Bubble size distribution, bubble rise velocity, gas and solids hold-up are the extensively used hydrodynamic parameters apart from floatability data for column flotation design and performance evaluation. In the current work, the combined solids and gas hold-up distribution characteristics are studied using non-intrusive electrical resistance tomography (ERT) coupled with pressure transducers (PT) in a laboratory column flotation. The effect of superficial gas velocity, slurry feed flow rate and slurry height in the column on mean gas hold-up, combined solids-gas hold-up and its radial distribution is analysed for both two-phase and three phase slurry systems. Slurry experiments are conducted for three different solids concentrations. Using the modified sensitivity back projection (MSBP) algorithm, the measured raw voltage data has been reconstructed into conductivity data and thereby estimating the equivalent phase concentration values by adopting Maxwell principle. Mean gas and solids hold-ups extracted from ERT have been critically assessed for the column operating in various flow regimes. The ERT measured mean gas hold-up and solids hold-up values are in close agreement with the data estimated from pressure difference measurements.
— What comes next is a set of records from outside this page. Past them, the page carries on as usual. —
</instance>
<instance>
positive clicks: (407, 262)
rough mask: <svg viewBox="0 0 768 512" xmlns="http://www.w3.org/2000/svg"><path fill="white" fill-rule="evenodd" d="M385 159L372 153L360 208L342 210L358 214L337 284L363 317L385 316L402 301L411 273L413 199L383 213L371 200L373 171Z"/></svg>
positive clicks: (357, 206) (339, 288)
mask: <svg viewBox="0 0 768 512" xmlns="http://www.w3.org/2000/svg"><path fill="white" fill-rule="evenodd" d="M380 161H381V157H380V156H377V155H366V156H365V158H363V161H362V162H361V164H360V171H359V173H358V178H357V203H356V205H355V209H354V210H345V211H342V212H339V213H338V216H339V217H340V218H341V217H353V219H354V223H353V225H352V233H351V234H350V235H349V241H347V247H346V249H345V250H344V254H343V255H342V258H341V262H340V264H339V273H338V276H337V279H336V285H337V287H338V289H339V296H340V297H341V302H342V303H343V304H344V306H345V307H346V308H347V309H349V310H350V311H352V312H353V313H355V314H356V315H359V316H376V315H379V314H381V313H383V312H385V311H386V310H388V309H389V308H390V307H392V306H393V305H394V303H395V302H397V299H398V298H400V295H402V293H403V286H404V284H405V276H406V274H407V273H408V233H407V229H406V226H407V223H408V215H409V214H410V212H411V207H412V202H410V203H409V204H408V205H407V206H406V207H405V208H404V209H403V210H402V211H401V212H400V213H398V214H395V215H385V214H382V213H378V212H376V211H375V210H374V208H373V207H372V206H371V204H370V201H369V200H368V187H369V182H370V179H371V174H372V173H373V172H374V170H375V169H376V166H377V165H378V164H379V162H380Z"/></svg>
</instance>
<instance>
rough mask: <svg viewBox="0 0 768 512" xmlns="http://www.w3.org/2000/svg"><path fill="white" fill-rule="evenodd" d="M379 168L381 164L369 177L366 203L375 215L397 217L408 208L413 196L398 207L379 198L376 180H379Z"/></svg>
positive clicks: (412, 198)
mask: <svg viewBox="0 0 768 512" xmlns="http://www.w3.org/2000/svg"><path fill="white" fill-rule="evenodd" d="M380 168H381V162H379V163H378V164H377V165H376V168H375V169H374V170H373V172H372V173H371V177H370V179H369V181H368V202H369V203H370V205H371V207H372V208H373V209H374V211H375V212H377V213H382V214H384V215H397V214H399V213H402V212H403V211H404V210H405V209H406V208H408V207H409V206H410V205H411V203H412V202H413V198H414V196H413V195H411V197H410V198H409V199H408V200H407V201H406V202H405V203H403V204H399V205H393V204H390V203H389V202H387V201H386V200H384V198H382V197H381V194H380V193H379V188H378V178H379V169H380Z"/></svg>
The results show an increment in the gas hold-up with an increase in the superficial gas velocity, whereas solids hold-up distribution is almost homogeneous for high gas velocities. The gas hold-up reduces with solids content at the fixed gas and slurry flowrates. The presence of solids render the bubble rise velocity thereby decreases the local gas hold-up with the solids percent. Further feed slurry flow rate and frother dosage effects on column hydrodynamics have been studied and the change in the phase hold-ups is quantified.